I am the voice of Christian Snouck, the final book about Mecca you’ll find in this collection.

Calling myself Haji Abdul Ghaffar, I visited Mecca long ago, in 1885. More than a hundred years later, my images act as keys to the past, as well as hints to the present and future. Those hundred years changed the face of our dear city, the place that is central to this story.

I was wise in theology, I knew all the religions and I believed in the possibility of peace and understanding, even celebration of difference and once this was all that I lived for. But I am also a symbol of the wolf amongst the sheep. I used my knowledge and understanding to take over the lands of the Far East. In some ways you might say that I betrayed those who loved me, including my dear wife. But I did not know any better. To colonise was what we did then. Some don’t believe I could have been converted to Islam – does it really matter either way? In my lifetime I tried my best to fix the damage done, encouraged my people to learn and integrate, to hand over the reigns of our colonial kingdom and to reform the way we approached our relationships with the rest of the world. What are left are these faces of the pilgrims that fill my album. Look closely and you will also see the faces of the present and the future, of every pilgrim who has ever made his way to the city of Mecca. Beware of unknown forms of political control, for who knows how and when these will take hold.

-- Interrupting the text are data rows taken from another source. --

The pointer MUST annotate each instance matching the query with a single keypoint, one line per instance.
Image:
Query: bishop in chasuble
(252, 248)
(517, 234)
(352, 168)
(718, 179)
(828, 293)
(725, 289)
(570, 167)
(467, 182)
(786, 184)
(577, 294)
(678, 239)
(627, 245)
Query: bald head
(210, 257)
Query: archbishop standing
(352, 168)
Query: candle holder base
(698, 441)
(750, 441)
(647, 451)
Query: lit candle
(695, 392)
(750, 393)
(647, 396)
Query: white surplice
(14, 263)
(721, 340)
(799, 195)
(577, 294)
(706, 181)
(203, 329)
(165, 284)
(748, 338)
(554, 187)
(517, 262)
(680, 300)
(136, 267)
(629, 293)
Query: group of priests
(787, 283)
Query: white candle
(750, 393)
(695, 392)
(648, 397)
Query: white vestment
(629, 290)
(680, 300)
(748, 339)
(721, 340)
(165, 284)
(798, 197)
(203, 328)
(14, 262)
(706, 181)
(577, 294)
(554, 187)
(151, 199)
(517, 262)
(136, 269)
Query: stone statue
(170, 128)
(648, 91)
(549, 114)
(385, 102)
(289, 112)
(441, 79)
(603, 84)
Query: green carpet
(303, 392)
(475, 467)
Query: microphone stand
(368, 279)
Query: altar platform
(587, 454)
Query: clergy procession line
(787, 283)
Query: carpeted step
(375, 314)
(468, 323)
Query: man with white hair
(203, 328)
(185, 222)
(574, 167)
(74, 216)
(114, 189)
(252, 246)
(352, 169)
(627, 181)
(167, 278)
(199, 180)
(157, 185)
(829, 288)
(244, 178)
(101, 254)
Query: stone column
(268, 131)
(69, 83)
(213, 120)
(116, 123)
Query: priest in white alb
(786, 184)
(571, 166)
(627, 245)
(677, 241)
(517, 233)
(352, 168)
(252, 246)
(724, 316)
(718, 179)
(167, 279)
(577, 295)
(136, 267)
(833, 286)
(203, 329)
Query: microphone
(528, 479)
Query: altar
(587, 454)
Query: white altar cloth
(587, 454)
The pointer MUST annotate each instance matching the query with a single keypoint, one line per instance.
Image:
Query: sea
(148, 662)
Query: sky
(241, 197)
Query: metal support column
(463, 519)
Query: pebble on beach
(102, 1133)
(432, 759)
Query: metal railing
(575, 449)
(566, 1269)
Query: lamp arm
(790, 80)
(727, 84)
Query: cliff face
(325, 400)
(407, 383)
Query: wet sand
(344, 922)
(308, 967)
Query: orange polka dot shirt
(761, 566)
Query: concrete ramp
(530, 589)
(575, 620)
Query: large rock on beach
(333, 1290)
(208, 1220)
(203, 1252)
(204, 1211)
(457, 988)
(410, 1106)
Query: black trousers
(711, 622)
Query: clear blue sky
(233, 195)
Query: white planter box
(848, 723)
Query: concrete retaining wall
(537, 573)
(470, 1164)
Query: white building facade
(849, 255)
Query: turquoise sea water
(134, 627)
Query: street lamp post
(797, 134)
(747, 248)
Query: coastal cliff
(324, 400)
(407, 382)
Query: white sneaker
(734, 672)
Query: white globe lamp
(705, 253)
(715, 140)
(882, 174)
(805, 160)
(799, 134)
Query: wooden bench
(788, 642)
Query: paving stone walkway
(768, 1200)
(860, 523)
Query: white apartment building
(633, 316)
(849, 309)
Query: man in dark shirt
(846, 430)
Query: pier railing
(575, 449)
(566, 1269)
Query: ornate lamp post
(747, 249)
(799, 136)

This work transcends the objects. Ultimately, what I’m working with isn’t only the artefacts themselves, but the stories attached to them. For me, each tale is the manifestation of the object, and each object is a tangible materialisation of an underlying narrative. The work finds its equilibrium somewhere between the stories and chronology they’re chaptered into, the objects becoming knots or points along the timeline, woven into stories as part of the language of this artwork. Each story draws out a tale that intends to trigger imagination and memory, mixing fact with fiction, with the ultimate aim of straddling, conflating and confusing fixed notions of history to open up the unofficial histories that shape the character of place and memory.